In each of the following, draw a perpendicular through point P to the line segment AB :

(i)

(ii)

(iii)

(i) Steps:

1. With P as center, draw an arc of a suitable radius which cuts AB at points C and D.

2. With C and D as centers, draw arcs of equal radii and let these arcs intersect each other at point Q.

(The radius of these arcs must be more than half of CD and both the arcs must be drawn on the other side.)

3. Join P and Q.

4. Let PQ cut AB at point O.

Clearly, ∠AOP = ∠BOP = 90°

Hence, OP is the required perpendicular.

(ii) Steps:

1. With P as center, draw an arc with a suitable radius which cuts AB at points C and D.

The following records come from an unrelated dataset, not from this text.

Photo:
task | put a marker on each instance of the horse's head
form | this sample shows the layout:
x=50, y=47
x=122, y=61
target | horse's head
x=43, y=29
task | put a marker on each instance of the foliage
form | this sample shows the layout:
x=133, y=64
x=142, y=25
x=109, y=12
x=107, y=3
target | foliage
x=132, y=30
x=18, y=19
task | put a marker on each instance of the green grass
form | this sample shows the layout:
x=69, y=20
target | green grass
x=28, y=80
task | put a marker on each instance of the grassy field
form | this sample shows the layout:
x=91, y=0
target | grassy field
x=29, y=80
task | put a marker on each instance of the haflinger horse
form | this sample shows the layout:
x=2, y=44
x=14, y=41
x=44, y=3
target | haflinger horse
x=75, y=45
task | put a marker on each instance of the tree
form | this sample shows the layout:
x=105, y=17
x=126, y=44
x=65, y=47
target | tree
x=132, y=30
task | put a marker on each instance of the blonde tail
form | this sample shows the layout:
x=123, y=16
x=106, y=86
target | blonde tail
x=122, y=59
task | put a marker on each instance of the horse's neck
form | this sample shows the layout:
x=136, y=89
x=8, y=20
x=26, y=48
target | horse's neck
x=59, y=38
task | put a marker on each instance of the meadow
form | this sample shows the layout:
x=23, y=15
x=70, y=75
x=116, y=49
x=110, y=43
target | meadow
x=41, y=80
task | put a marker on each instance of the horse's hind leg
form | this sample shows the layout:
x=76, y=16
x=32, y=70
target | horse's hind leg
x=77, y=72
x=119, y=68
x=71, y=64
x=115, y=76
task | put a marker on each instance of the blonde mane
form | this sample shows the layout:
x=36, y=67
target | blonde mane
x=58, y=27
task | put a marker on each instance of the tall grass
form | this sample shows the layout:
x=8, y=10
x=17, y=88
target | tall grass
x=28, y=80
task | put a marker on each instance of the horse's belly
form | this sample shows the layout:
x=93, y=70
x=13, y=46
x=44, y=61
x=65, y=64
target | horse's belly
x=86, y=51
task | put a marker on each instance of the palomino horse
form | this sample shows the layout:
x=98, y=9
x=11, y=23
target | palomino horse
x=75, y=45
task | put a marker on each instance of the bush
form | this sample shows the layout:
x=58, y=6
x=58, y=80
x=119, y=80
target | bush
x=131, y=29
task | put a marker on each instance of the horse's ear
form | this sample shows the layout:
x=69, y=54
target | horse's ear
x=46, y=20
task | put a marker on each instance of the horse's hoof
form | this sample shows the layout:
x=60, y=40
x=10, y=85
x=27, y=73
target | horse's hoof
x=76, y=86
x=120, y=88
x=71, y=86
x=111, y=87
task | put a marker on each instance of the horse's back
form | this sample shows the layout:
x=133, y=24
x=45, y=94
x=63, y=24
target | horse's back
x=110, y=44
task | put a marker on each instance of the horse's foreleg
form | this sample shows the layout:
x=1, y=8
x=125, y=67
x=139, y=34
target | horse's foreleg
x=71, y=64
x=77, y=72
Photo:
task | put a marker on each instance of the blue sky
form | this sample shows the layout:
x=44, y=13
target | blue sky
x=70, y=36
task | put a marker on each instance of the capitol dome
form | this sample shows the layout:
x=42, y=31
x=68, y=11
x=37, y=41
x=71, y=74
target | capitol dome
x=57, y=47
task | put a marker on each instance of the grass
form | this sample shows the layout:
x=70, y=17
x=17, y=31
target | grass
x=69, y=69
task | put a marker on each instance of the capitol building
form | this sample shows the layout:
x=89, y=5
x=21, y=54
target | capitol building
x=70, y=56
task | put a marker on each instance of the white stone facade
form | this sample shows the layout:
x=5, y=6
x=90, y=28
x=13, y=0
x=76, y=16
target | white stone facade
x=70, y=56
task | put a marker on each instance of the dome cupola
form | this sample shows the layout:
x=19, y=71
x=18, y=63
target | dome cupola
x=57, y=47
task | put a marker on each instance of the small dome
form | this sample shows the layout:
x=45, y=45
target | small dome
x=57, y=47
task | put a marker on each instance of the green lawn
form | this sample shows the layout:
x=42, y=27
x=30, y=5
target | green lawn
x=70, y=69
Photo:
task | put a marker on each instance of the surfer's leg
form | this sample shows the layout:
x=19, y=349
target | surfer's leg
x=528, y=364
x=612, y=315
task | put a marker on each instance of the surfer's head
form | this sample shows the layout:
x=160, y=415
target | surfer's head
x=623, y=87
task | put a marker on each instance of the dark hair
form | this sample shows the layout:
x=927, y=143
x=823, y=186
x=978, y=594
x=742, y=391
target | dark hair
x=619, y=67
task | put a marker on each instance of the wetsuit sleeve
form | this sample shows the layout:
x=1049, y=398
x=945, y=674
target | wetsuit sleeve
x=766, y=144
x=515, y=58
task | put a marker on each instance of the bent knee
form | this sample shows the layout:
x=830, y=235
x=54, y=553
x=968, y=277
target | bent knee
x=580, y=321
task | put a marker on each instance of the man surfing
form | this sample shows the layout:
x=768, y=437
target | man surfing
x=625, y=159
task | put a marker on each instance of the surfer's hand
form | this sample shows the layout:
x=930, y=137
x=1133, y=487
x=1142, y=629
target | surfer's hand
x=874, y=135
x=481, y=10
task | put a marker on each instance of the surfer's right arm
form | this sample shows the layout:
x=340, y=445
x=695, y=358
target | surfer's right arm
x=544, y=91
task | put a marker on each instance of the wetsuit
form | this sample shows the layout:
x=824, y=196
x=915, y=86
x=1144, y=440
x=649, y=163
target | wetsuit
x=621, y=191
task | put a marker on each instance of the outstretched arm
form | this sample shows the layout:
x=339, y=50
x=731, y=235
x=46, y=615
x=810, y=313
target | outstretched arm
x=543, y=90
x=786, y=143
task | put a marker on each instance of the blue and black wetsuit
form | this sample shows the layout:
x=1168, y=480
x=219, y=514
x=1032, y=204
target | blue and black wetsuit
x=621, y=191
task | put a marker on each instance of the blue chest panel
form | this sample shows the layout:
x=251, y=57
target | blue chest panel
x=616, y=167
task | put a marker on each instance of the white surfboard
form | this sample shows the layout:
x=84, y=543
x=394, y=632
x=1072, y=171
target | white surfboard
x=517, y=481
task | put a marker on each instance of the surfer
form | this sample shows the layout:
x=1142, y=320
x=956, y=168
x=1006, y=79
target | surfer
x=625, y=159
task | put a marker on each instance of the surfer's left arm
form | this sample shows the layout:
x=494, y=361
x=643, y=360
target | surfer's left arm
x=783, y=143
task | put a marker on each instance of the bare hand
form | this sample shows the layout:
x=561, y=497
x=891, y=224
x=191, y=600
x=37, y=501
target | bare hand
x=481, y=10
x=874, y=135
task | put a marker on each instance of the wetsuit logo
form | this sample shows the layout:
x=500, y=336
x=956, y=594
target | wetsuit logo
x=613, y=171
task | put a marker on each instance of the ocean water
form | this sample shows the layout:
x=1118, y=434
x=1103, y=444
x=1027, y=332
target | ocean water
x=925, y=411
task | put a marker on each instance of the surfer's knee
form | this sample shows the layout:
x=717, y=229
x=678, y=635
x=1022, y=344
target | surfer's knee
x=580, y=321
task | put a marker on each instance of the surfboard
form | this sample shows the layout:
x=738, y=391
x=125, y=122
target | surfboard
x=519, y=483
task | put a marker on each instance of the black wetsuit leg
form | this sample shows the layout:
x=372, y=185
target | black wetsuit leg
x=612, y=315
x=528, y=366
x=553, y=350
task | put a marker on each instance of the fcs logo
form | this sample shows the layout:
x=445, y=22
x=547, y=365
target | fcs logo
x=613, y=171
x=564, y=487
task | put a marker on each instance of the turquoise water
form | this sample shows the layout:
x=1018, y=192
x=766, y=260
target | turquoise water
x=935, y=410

2. Taking C and D as centers, draw arcs of equal radii which cut each other at point O.

(The radius must be more than half the distance between C and D.)

3. Join P and O.

So, ∠OPA = ∠OPB = 90°.

Hence, OP is the required perpendicular.

(iii) Steps:

1. With P as center, draw an arc of a suitable radius which cuts AB at points C and D.

2. With C and D as centers, draw arcs of equal radii and let these arcs intersect each other at point Q.

(The radius of these arcs must be more than half of CD and both the arcs must be drawn on the other side.)

3. Join P and Q.

4. Let PQ cut AB at point O.

Clearly, ∠AOP = ∠BOP = 90°

Hence, OP is the required perpendicular.